«Nidaa Oujda», un appel contre le discours de division

Une invitation à l’initiative de la FMEJ pour le rapprochement intermaghrébin

Les éditeurs des journaux marocains et les personnalités civiles, réunis samedi à Oujda, ont lancé «Nidaa Oujda» (l’appel d’Oujda) dans lequel ils invitent leurs collègues dans les pays du Maghreb et les élites éclairées en général, à œuvrer inlassablement à la promotion du rapprochement, au rejet du discours de division et à arrêter d’attiser les hostilités artificielles.

«Nidaa Oujda», dont lecture a été donnée à l’issue d’une conférence nationale organisée par la Fédération marocaine des éditeurs de journaux (FMEJ), met en avant les liens profonds unissant les peuples du Grand Maghreb, le rêve de l’unité maghrébine embrassé par les générations et la conviction que les véritables intérêts des pays maghrébins sont les mêmes intérêts communs de leurs peuples.

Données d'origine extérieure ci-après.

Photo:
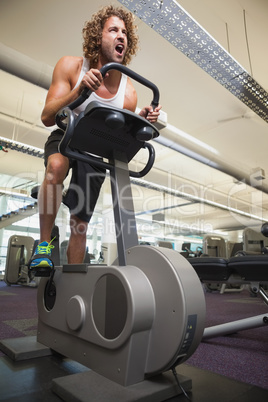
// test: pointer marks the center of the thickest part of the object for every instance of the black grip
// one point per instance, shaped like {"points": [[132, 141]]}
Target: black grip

Et d’insister que le Grand Maghreb, qui ne supporte plus davantage de fragmentation, a besoin de plumes unionistes qui traduisent sincèrement les aspirations des peuples du Maghreb à l’intégration nécessaire au développement, à la démocratie, à la dignité et à la liberté.

«C’est pourquoi nous tendons la main à nos collègues et frères du Grand Maghreb en général, et en Algérie sœur en particulier, pour faire partie de la solution et non pas du problème, et unir nos lignes éditoriales et humaines en faveur de la défense d’un avenir d’intégration au lieu de rester otages des rancunes du passé», précisent les auteurs de cet appel.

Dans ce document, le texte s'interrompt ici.